Execution Plan Comparison (A Simulation)

  • DISTINCT JOIN Plan: Will have a large Hash Join node, followed by an extremely expensive HashAggregate node (to perform the DISTINCT).
  • IN Plan: Will have a Subquery Scan node to create the list of IDs, which is then joined to the categories table.
  • EXISTS Plan: Will have a Nested Loop with a (semi-join) type.

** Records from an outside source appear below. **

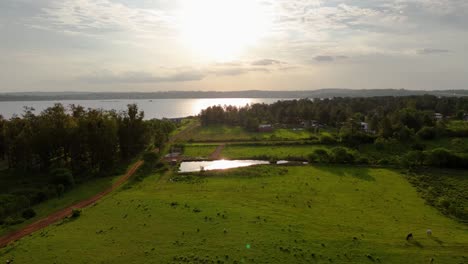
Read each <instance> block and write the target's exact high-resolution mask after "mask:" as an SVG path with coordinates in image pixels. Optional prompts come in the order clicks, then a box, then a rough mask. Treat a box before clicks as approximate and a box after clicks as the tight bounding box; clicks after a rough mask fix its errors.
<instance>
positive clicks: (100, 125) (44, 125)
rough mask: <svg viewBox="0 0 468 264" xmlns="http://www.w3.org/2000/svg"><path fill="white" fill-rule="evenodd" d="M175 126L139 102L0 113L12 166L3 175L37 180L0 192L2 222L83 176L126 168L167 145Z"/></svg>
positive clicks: (1, 136)
mask: <svg viewBox="0 0 468 264" xmlns="http://www.w3.org/2000/svg"><path fill="white" fill-rule="evenodd" d="M174 129H175V125H174V124H173V122H171V121H169V120H157V119H153V120H144V112H142V111H139V109H138V107H137V105H135V104H131V105H128V108H127V110H125V111H122V112H116V111H105V110H102V109H85V108H83V107H82V106H77V105H71V106H69V107H65V106H63V105H62V104H55V105H54V106H52V107H49V108H47V109H45V110H44V111H42V112H41V113H40V114H35V113H34V109H31V108H25V111H24V113H23V114H22V115H21V116H13V117H12V118H10V119H8V120H7V119H4V118H3V117H1V116H0V161H2V163H3V166H5V167H6V166H7V167H8V169H7V170H3V171H2V172H1V173H0V181H2V180H3V181H6V182H8V180H10V179H12V178H22V179H24V181H25V182H31V184H29V185H28V186H29V187H28V188H26V189H24V188H25V187H21V186H4V188H2V189H6V190H10V191H9V192H5V193H4V194H2V195H0V222H1V221H2V218H4V217H5V216H7V215H10V214H11V213H15V212H17V211H18V210H21V208H28V207H29V206H31V205H34V204H37V203H39V202H42V201H44V200H46V199H48V198H51V197H57V196H60V195H61V194H62V193H63V192H65V191H67V190H69V189H71V188H73V186H74V184H75V182H76V181H77V180H79V181H85V180H87V179H89V178H92V177H100V176H110V175H113V174H116V173H120V172H122V168H124V167H125V164H128V163H129V161H130V160H131V159H133V158H135V157H136V156H137V155H139V154H140V153H142V152H143V151H145V150H152V149H154V148H162V147H163V145H164V143H165V142H166V141H167V140H168V137H169V133H170V132H171V131H173V130H174ZM2 178H3V179H2ZM18 185H19V184H18ZM31 186H33V188H31ZM21 188H23V189H21ZM29 212H30V211H29ZM27 215H28V216H30V215H31V214H30V213H29V214H27ZM10 222H11V221H10ZM13 222H14V221H13Z"/></svg>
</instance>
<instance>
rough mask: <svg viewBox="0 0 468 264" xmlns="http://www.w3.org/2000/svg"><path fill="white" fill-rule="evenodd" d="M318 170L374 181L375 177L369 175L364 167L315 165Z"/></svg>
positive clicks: (363, 180) (343, 175)
mask: <svg viewBox="0 0 468 264" xmlns="http://www.w3.org/2000/svg"><path fill="white" fill-rule="evenodd" d="M316 168H318V169H319V170H322V171H325V172H328V173H333V174H335V175H338V176H340V177H353V178H356V179H360V180H363V181H375V178H374V177H373V176H372V175H370V170H369V169H368V168H364V167H352V166H346V165H328V166H319V167H316Z"/></svg>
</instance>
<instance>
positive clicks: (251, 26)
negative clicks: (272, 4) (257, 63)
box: [179, 0, 271, 61]
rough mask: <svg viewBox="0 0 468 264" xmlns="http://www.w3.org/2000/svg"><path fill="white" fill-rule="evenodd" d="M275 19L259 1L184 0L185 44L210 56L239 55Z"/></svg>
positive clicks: (183, 38) (237, 55)
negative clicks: (271, 20)
mask: <svg viewBox="0 0 468 264" xmlns="http://www.w3.org/2000/svg"><path fill="white" fill-rule="evenodd" d="M270 23H271V19H270V18H269V12H268V11H267V9H266V7H265V6H264V5H262V4H261V3H259V2H258V1H256V0H199V1H192V0H190V1H184V2H183V5H182V6H181V21H180V23H179V24H180V25H179V26H180V31H181V38H182V41H183V42H184V44H185V45H187V46H188V48H189V49H190V50H191V51H192V52H194V53H195V54H198V55H200V56H202V57H205V58H206V59H213V60H217V61H228V60H233V59H236V58H238V56H239V55H241V53H242V52H243V51H245V49H247V48H248V47H249V46H252V45H255V44H256V43H257V41H258V40H259V39H260V38H261V37H262V36H263V35H265V34H266V33H267V32H268V29H269V26H270Z"/></svg>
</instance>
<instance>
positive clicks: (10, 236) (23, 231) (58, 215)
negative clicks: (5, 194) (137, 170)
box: [0, 160, 143, 248]
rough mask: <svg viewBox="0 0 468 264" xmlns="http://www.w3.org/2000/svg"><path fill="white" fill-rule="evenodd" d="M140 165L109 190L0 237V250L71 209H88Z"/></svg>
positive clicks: (53, 219) (119, 184)
mask: <svg viewBox="0 0 468 264" xmlns="http://www.w3.org/2000/svg"><path fill="white" fill-rule="evenodd" d="M141 165H143V161H142V160H140V161H138V162H137V163H135V164H134V165H133V166H132V167H131V168H130V169H129V170H128V171H127V173H126V174H125V175H124V176H122V177H120V178H119V179H118V180H117V181H116V182H115V183H114V184H113V185H112V186H111V187H110V188H108V189H107V190H104V191H102V192H100V193H98V194H96V195H94V196H93V197H91V198H89V199H86V200H84V201H81V202H79V203H76V204H74V205H72V206H69V207H67V208H64V209H61V210H59V211H57V212H55V213H53V214H51V215H49V216H47V217H46V218H44V219H41V220H39V221H37V222H35V223H32V224H30V225H28V226H26V227H23V228H21V229H19V230H17V231H14V232H13V233H10V234H7V235H5V236H2V237H0V248H2V247H5V246H6V245H8V244H9V243H10V242H13V241H16V240H19V239H21V238H23V237H25V236H27V235H29V234H32V233H34V232H36V231H38V230H41V229H43V228H45V227H47V226H49V225H51V224H54V223H56V222H58V221H60V220H62V219H64V218H66V217H68V216H70V215H71V214H72V211H73V209H82V208H85V207H88V206H90V205H92V204H94V203H95V202H97V201H98V200H99V199H101V198H102V197H104V196H106V195H107V194H109V193H110V192H112V191H114V190H115V189H117V188H119V187H120V186H121V185H122V184H123V183H125V182H126V181H127V180H128V179H129V178H130V177H132V176H133V174H135V172H136V171H137V170H138V168H140V167H141Z"/></svg>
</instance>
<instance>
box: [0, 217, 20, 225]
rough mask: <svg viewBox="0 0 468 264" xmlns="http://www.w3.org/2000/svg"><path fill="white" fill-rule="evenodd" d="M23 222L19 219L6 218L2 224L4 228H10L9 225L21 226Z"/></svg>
mask: <svg viewBox="0 0 468 264" xmlns="http://www.w3.org/2000/svg"><path fill="white" fill-rule="evenodd" d="M23 222H24V218H21V217H11V216H10V217H7V218H6V219H5V220H3V224H4V225H6V226H11V225H17V224H21V223H23Z"/></svg>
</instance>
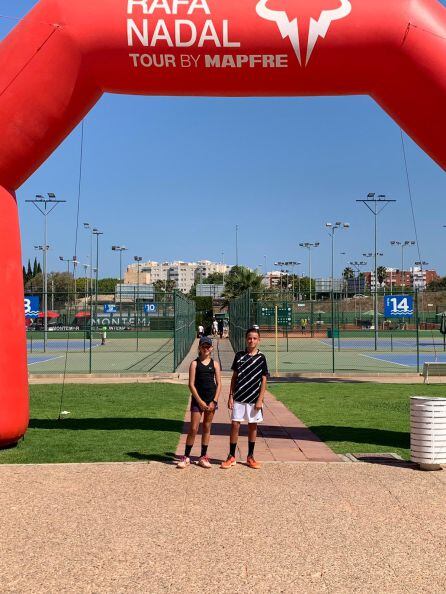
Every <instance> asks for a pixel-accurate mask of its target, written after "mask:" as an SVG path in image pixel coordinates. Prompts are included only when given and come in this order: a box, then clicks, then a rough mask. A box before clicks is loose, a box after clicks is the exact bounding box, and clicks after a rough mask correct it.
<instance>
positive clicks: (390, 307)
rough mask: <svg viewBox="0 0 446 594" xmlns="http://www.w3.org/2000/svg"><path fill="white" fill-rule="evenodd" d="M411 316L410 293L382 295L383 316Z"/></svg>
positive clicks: (394, 316)
mask: <svg viewBox="0 0 446 594" xmlns="http://www.w3.org/2000/svg"><path fill="white" fill-rule="evenodd" d="M411 316H413V296H412V295H386V296H385V297H384V317H386V318H409V317H411Z"/></svg>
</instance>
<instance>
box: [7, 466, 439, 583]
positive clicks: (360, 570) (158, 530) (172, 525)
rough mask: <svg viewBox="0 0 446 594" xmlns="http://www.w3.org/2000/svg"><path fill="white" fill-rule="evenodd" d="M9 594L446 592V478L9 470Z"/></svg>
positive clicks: (92, 466) (84, 468) (93, 469)
mask: <svg viewBox="0 0 446 594" xmlns="http://www.w3.org/2000/svg"><path fill="white" fill-rule="evenodd" d="M0 501H1V503H2V505H1V507H0V525H1V538H0V557H1V560H0V591H1V592H2V594H9V593H24V592H27V593H33V592H39V593H41V592H45V593H47V592H50V593H52V592H57V593H62V592H67V593H68V592H69V593H78V592H79V593H84V592H85V593H102V592H104V593H105V592H107V593H109V592H110V593H115V592H116V593H121V592H122V593H124V592H132V593H133V592H149V593H158V592H187V593H189V592H193V593H195V592H207V593H214V592H215V593H219V594H222V593H225V592H233V593H238V592H248V591H252V592H255V593H263V592H271V593H276V592H290V593H291V592H304V593H307V592H308V593H310V592H339V593H345V592H364V593H370V592H377V593H378V592H379V593H383V592H385V593H397V592H405V593H406V594H407V592H417V593H424V592H426V593H427V592H429V593H434V592H435V593H436V592H438V593H441V594H444V592H446V563H445V559H446V472H445V471H439V472H420V471H416V470H413V469H410V468H404V467H401V468H399V467H396V468H395V467H392V466H384V465H372V464H365V463H357V464H348V463H346V464H341V463H340V464H326V463H312V462H307V463H269V464H265V465H264V467H263V468H262V469H261V470H260V471H253V470H250V469H248V468H246V467H245V466H242V465H238V466H237V467H235V468H234V469H231V470H229V471H224V470H221V469H219V468H218V467H213V468H212V469H211V470H204V469H201V468H198V467H196V466H191V467H189V468H187V469H186V470H184V471H181V470H177V469H176V468H174V467H173V466H170V465H167V464H161V463H155V462H152V463H149V464H146V463H127V464H69V465H41V466H2V467H0Z"/></svg>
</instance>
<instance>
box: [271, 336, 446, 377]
mask: <svg viewBox="0 0 446 594" xmlns="http://www.w3.org/2000/svg"><path fill="white" fill-rule="evenodd" d="M334 344H335V349H334V353H333V351H332V341H331V339H329V338H322V337H321V338H309V337H305V338H288V339H287V338H284V337H281V338H279V339H278V361H277V364H278V370H279V371H282V372H292V371H296V372H301V371H302V372H303V371H307V372H328V373H329V372H332V370H333V355H334V365H335V371H336V372H351V373H354V372H356V373H361V372H362V373H414V372H416V371H417V352H416V339H415V338H413V337H407V338H405V337H401V338H398V339H393V340H392V343H391V342H390V340H389V339H388V338H385V339H384V338H383V339H382V340H379V341H378V348H377V350H376V351H375V343H374V340H373V339H372V338H370V337H364V338H363V339H361V338H355V339H352V338H348V337H346V338H343V337H341V338H335V341H334ZM260 348H261V350H262V351H263V352H264V353H265V355H266V357H267V360H268V365H269V367H270V369H271V370H272V371H273V370H275V369H276V352H275V340H274V338H272V337H263V336H262V340H261V346H260ZM408 351H410V352H408ZM426 361H439V362H442V361H444V362H446V353H445V352H444V351H443V340H442V338H439V339H437V338H435V339H434V340H432V339H428V338H423V339H420V354H419V367H420V369H422V366H423V363H424V362H426Z"/></svg>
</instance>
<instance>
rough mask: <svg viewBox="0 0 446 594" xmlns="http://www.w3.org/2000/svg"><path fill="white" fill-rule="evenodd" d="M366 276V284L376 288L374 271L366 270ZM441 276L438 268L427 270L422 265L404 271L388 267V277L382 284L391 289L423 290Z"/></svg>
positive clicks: (365, 273)
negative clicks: (407, 288)
mask: <svg viewBox="0 0 446 594" xmlns="http://www.w3.org/2000/svg"><path fill="white" fill-rule="evenodd" d="M364 278H365V284H366V286H368V287H369V288H370V289H371V290H372V291H373V290H374V289H375V273H374V271H372V272H364ZM439 278H440V277H439V275H438V274H437V271H436V270H425V269H423V268H421V267H420V266H413V267H410V268H409V269H408V270H404V271H401V270H399V269H398V268H386V277H385V279H384V282H383V283H382V285H380V286H385V287H386V288H387V289H389V290H390V291H392V289H393V287H398V288H400V287H403V288H404V287H407V288H408V289H420V290H423V289H425V288H426V287H427V285H428V284H429V283H431V282H432V281H434V280H437V279H439Z"/></svg>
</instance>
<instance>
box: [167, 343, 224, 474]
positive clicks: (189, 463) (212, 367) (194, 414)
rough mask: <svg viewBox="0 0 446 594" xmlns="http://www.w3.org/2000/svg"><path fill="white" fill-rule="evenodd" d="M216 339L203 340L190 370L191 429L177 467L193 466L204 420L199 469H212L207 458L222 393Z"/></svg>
mask: <svg viewBox="0 0 446 594" xmlns="http://www.w3.org/2000/svg"><path fill="white" fill-rule="evenodd" d="M212 350H213V347H212V340H211V339H210V338H208V337H207V336H203V337H202V338H200V341H199V346H198V357H197V358H196V359H195V360H194V361H192V363H191V364H190V367H189V389H190V391H191V405H190V417H191V419H190V429H189V433H188V434H187V438H186V448H185V452H184V456H181V458H180V460H179V462H178V464H177V467H178V468H186V466H188V465H189V464H190V453H191V450H192V447H193V445H194V441H195V436H196V435H197V432H198V428H199V426H200V421H201V420H202V417H203V420H202V423H203V424H202V435H201V456H200V458H199V460H198V464H199V466H202V467H203V468H210V467H211V464H210V461H209V458H208V455H207V450H208V445H209V439H210V436H211V425H212V420H213V418H214V413H215V411H216V409H217V403H218V398H219V396H220V390H221V377H220V365H219V364H218V362H217V361H214V360H213V359H212V357H211V354H212Z"/></svg>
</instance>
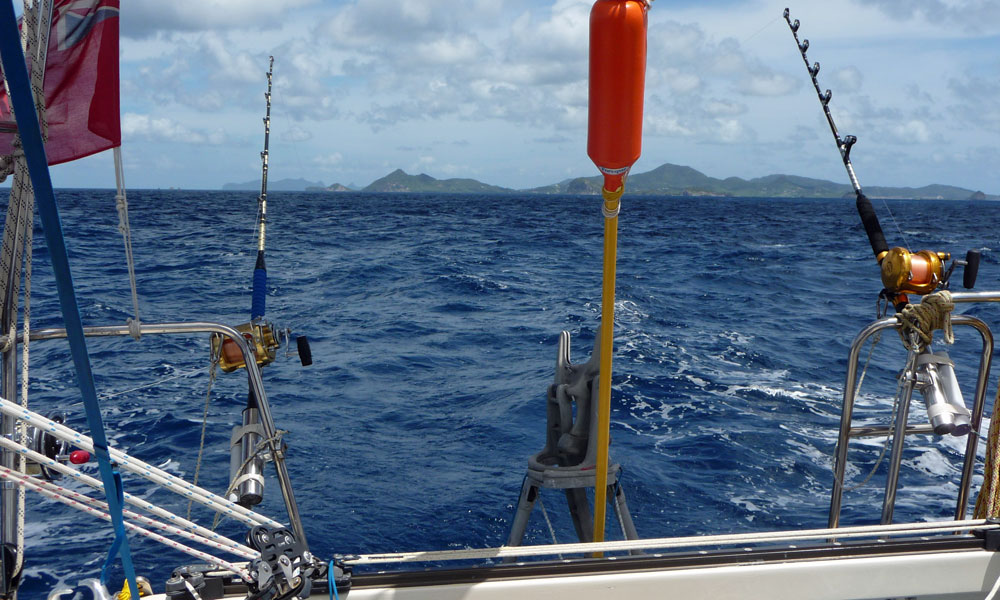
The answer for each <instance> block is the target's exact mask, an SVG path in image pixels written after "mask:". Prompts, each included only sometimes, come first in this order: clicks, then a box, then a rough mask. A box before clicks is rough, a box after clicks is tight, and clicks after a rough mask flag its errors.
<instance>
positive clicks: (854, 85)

The inner loop (scanning the products table) will use an index and stop as soon as it finds the first match, making the cost of each loop extremely low.
MethodLogicPerformanceWhen to Use
DISTINCT JOINJoin everything, then remove duplicatesSlowest 🐢When you need data from both tables
INFind all valid IDs, then filterDecentEasy to read, good for small, static ID lists
EXISTSFor each row, check for existenceFastest 🚀When you only need to check for existence

Conclusion:

When you only need to answer a "yes or no" question (e.g., "find customers who have placed an order," "find products that are in stock"), EXISTS is the most performant choice because of its short-circuiting mechanism.